How Everybody Wins With Clearly Defined Decision Making

When we first started Credera back in 1998 there were two equal partners. While I was president and CEO, my partner (who is no longer with the firm) had equal footing and we weren’t always on the same page. Say hello to conflict. The lack of clearly defined roles and responsibilities nearly killed our company.

Your company needs to have a clearly defined decision-making process. It needs to be clear to everyone what role has what responsibility. Who is ultimately in charge?

That wasn’t so clear for Credera in the beginning. Before starting the firm we didn’t think through how to make decisions when we disagreed. Big mistake. My partner was and continues to be a terrific guy. I think highly of him. We just saw things differently. A lot. Something needed to change and to his credit, he realized it before I did.

In 2004 we brought in my current primary partner, Rob Borrego, and made some changes. We bought out my previous partner and decided that Rob would make decisions as the new president and CEO. While we were equal partners we agreed that one of us had to make the final decisions. Someone had to be the boss.

But we learned the hard way that it’s never so simple.

Rob is the president and CEO, but I’m on the board of directors. Rob ultimately reports to the board. So who’s in charge? Where does the buck stop?

We’ve had to sort these issues out and it hasn’t always been easy. But it’s so important.

How to Decide the Decisions

Over the years we’ve had plenty of experience with getting responsibilities wrong and we’ve learned a few things about how to do it right. Here are three tips that have helped:

1.  Clearly Establish Roles.
Decide who makes the which decisions – the CEO or the board of directors. Those roles and responsibilities have to be clearly defined so everyone knows what to do.

2.  But That Doesn’t Fix Everything.
Recognize that even when the roles are clear, you’re still going to have problems. We had issues come up and we stepped on one another’s toes. So we had to get good at resolving conflict. Learn how to deal with the conflicts and don’t be afraid to address them.

3.  Be Humble.
Both Rob and I are passionate and confident—even when we’re wrong. It’s not always easy to admit that. But one of the keys to a happy and successful company is to step back from your pride and let humility take over. Two prideful people with differing views will just beat their heads together. But two humble people with differing views are willing to step back and consider which option will work best.

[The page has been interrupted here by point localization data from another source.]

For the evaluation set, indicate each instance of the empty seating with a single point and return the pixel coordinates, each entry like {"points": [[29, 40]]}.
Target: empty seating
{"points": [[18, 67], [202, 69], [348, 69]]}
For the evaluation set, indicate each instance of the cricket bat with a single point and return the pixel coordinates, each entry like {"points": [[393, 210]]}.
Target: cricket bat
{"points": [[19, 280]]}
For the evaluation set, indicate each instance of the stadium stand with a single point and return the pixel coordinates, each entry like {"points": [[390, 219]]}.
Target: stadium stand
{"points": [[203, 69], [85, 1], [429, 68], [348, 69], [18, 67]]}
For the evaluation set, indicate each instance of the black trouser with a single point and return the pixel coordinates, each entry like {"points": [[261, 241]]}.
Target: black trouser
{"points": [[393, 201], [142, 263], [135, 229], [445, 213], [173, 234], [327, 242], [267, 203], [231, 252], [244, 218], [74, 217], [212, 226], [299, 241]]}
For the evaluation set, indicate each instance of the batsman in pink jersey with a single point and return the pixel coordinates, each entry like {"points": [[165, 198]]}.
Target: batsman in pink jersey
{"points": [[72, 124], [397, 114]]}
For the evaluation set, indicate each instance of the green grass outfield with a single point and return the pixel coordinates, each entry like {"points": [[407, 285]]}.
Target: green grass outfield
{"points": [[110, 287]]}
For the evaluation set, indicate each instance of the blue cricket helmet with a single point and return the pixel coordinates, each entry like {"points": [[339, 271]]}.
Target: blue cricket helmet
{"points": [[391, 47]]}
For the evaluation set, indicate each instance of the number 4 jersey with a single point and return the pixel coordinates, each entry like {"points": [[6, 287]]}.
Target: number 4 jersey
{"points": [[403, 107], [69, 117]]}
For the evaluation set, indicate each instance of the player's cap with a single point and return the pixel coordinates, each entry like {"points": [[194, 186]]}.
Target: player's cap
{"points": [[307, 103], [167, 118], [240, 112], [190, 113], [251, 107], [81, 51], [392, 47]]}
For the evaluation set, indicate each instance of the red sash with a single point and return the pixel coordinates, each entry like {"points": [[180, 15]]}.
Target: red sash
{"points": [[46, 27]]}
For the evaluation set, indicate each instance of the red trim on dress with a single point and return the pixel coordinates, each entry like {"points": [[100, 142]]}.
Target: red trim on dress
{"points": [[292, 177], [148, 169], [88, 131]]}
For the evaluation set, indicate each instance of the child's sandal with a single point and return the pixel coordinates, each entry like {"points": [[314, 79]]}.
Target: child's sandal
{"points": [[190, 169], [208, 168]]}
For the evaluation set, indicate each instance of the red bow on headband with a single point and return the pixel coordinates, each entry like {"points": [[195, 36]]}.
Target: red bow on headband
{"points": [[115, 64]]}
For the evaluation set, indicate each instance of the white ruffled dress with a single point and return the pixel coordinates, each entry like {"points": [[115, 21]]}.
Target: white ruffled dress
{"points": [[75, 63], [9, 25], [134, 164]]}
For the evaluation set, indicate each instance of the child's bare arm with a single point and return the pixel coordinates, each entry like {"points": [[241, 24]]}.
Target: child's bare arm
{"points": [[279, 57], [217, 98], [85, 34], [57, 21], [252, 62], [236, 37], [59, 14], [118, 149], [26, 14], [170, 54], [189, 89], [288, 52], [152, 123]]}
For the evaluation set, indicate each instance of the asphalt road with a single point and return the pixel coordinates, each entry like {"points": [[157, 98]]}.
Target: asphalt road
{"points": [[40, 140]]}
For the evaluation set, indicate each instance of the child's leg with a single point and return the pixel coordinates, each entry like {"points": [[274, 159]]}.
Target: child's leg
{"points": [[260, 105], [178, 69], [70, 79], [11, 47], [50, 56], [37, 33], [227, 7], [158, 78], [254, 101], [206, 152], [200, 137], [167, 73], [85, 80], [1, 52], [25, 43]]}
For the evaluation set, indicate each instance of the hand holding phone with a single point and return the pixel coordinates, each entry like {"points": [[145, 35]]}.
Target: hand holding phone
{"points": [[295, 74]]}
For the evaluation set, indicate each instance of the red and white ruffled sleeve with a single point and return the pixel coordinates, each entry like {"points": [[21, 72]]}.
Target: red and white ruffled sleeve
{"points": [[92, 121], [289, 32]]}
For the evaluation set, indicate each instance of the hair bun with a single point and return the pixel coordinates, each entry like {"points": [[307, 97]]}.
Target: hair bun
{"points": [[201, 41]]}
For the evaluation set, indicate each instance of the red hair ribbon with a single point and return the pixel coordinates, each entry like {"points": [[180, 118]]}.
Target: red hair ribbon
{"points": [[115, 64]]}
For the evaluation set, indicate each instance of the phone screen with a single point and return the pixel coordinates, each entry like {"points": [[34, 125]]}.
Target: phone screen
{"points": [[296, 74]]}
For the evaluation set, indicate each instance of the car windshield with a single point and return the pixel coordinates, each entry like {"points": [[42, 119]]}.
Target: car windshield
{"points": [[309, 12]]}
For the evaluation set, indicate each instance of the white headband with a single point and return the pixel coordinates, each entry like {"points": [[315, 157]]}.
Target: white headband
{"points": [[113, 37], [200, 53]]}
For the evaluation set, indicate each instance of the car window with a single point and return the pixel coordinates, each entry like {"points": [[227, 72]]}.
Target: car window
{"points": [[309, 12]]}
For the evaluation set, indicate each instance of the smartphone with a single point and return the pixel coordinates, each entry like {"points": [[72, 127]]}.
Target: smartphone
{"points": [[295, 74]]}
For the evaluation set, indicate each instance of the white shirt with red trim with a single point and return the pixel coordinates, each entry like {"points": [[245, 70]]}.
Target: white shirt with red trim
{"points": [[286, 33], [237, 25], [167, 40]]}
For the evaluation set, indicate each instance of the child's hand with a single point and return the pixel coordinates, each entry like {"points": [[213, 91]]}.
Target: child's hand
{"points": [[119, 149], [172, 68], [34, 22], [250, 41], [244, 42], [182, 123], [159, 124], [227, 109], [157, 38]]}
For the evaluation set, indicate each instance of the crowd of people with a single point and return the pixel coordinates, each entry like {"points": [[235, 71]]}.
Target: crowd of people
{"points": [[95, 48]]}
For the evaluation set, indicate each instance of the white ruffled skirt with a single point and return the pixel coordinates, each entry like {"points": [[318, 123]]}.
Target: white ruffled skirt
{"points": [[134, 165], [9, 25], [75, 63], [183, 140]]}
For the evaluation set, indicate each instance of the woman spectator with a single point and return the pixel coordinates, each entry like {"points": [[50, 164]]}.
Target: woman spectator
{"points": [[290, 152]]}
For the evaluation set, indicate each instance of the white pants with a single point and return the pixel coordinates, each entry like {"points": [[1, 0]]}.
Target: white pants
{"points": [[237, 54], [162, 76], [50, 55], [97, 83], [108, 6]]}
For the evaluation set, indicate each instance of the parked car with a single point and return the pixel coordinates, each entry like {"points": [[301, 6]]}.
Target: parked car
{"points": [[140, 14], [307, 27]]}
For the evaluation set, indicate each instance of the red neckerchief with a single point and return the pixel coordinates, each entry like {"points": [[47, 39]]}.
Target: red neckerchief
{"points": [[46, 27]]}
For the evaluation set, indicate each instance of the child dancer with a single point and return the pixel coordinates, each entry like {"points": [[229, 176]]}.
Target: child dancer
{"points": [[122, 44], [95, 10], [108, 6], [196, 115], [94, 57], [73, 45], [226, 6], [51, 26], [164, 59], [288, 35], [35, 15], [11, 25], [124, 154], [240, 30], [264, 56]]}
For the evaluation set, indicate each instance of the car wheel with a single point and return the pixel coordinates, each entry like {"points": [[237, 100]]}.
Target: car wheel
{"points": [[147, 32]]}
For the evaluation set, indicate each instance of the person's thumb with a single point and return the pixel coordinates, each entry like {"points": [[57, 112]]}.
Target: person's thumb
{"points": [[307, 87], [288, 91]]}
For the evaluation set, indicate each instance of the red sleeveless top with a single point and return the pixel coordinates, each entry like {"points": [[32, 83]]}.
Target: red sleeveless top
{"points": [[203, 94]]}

The Benefits of Clearly Defined Decision Making

So why does all of this matter? If you’re constantly crashing into conflict over every single decision your company isn’t going to get anywhere. Your work is going to grind to a halt and your employees will be stressed out. They’ll bolt.

But when you figure out how to make decisions and have clear roles and responsibilities, everybody can do their job. Here’s how it can benefit your employees:

    • They can do their work without hindrance, distraction or stress
    • Clear boundaries give them freedom to be creative and effective
    • Having everyone on the same page gives clarity and focus
    • Your company can become a cohesive unit, working better, stronger and faster

All of this means happier, more efficient employees. That’s healthier for them and it means your company can grow and make more money, which supports employee career paths and raises. Everybody wins.

Avoid conflict and embrace success by making sure your decision-making process is clearly defined.